Evolution of a Gamer: Episode 1 (Classic EoG)
Back when I wrote for GoozerNation.com, I wrote this series, Evolution of a Gamer. With the site now defunct, it has disappeared from the internet. This was one of my favorite series of articles to write, where I teach my kids about video games and learn a little bit about real life myself in the process. I've decided to resurrect the series, because I've still had plenty of life lessons with my kids, but want new readers to be able to catch up. Over the next few weeks, I'll post the previous articles to get you up to speed. Without further ado, here's Episode 1, from way back in 2010! We'll catch up soon.
I don't have a high Gamerscore for a good reason. I'm a husband and a dad. I doubt my GS will ever break a few thousand through the course of my Xbox 360 career, and that's okay. When I was a bachelor, I probably spent more time playing games than going to college classes (and I didn't skip classes, either). Now, other things take an important priority.

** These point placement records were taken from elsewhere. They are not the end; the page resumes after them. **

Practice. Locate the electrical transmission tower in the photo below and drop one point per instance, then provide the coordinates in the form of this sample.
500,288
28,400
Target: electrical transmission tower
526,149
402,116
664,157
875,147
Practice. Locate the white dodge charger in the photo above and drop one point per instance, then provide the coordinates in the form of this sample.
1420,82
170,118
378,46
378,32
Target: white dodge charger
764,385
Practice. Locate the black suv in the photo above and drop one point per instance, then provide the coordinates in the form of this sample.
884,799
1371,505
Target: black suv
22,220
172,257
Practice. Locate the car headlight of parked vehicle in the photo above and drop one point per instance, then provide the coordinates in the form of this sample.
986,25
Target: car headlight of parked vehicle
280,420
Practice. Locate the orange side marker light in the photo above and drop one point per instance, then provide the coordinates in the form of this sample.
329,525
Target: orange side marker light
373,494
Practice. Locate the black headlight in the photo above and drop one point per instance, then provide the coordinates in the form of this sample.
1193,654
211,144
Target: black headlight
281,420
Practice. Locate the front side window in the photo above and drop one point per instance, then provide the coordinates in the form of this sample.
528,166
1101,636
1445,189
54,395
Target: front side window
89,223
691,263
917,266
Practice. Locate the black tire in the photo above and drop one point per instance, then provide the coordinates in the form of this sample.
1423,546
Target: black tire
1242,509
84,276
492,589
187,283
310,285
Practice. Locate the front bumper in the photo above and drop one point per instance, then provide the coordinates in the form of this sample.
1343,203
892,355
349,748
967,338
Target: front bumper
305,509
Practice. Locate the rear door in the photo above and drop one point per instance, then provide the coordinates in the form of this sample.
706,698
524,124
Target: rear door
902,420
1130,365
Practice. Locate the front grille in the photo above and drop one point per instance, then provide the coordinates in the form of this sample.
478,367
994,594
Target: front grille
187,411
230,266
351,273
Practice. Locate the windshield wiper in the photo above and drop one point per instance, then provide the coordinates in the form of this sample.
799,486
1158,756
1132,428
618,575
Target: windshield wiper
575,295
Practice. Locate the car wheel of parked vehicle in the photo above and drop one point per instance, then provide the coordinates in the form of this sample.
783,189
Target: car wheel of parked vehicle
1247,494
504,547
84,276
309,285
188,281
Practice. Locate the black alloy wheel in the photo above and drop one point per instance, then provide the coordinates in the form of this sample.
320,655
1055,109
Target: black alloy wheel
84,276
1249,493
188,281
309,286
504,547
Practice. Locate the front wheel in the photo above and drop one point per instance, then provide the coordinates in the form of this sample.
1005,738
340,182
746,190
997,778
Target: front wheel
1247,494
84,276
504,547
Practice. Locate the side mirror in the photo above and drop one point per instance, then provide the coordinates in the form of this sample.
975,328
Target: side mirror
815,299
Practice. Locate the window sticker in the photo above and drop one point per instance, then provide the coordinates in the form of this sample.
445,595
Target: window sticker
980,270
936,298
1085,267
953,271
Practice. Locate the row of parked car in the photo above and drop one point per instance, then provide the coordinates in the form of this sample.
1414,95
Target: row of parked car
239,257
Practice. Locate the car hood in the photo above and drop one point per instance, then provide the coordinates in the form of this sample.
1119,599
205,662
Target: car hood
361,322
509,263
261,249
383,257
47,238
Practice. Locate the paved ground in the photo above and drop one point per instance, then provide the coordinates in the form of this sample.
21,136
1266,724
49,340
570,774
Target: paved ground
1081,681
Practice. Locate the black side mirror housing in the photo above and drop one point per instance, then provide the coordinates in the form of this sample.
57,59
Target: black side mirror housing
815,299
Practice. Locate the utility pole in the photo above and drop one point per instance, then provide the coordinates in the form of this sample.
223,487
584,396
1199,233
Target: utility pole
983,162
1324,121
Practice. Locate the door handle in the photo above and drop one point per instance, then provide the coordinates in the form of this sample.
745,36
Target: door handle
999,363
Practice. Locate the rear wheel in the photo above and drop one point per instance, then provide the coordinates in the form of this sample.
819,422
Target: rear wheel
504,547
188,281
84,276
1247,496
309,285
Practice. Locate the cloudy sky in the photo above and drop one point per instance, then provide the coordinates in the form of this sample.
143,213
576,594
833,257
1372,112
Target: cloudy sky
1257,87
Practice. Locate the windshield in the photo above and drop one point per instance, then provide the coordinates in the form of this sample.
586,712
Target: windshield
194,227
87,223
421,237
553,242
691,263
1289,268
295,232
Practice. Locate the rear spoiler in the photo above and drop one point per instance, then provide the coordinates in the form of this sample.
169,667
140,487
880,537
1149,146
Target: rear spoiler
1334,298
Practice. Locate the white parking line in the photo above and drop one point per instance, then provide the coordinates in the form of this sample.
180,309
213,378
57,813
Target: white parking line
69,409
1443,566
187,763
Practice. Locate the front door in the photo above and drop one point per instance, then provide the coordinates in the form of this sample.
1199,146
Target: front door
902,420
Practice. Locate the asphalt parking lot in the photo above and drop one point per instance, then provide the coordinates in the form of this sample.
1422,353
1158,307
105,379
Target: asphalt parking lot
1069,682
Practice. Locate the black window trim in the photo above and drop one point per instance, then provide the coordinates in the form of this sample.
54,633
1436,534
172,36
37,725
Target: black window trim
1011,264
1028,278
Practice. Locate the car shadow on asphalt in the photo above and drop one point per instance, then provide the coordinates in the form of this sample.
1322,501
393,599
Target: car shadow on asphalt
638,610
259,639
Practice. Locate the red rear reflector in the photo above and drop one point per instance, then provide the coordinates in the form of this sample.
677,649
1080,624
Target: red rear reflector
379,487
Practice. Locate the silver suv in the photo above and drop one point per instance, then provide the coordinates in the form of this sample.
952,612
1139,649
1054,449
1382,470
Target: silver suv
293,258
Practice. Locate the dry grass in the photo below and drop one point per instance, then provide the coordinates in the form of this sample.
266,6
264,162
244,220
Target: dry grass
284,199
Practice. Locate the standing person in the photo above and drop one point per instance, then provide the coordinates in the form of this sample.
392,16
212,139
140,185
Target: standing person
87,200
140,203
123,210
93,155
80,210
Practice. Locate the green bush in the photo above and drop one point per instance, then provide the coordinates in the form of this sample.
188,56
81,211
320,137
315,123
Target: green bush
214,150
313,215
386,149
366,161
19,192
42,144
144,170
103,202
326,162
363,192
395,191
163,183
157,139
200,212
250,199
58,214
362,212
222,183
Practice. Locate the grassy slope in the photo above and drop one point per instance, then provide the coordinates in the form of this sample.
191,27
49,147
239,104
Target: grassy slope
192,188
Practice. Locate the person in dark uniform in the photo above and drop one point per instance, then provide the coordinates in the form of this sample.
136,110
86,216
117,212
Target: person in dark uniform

Gaming isn't gone from my life, though. It's in my blood. In my DNA. DNA that I have passed on to my son, now four years old. I have enjoyed watching him learn the ins and outs of video games, so I decided to start a series of articles on it. I have taught my son so many things about games; however, he in turn has taught me a thing or two.
When my son first came home, he was an adventure. Without a doubt, probably one of the easiest infants ever, but we still had to get used to new routines and introduce him to the world. My son was learning the basics of life: hunger needs food, tired needs sleep. I was learning that virtual experience points mean NOTHING compared to real-life experience points. My level 86 Final Fantasy 7 characters mean NOTHING when I start up Final Fantasy 8 for the first time, but as we prepare for another child, I think that, while unique, certain leveled experiences (I'm a lvl. 76 diaper-changer and I'd say a lvl. 27 crib-assembler) will come in rather handy when the new one arrives.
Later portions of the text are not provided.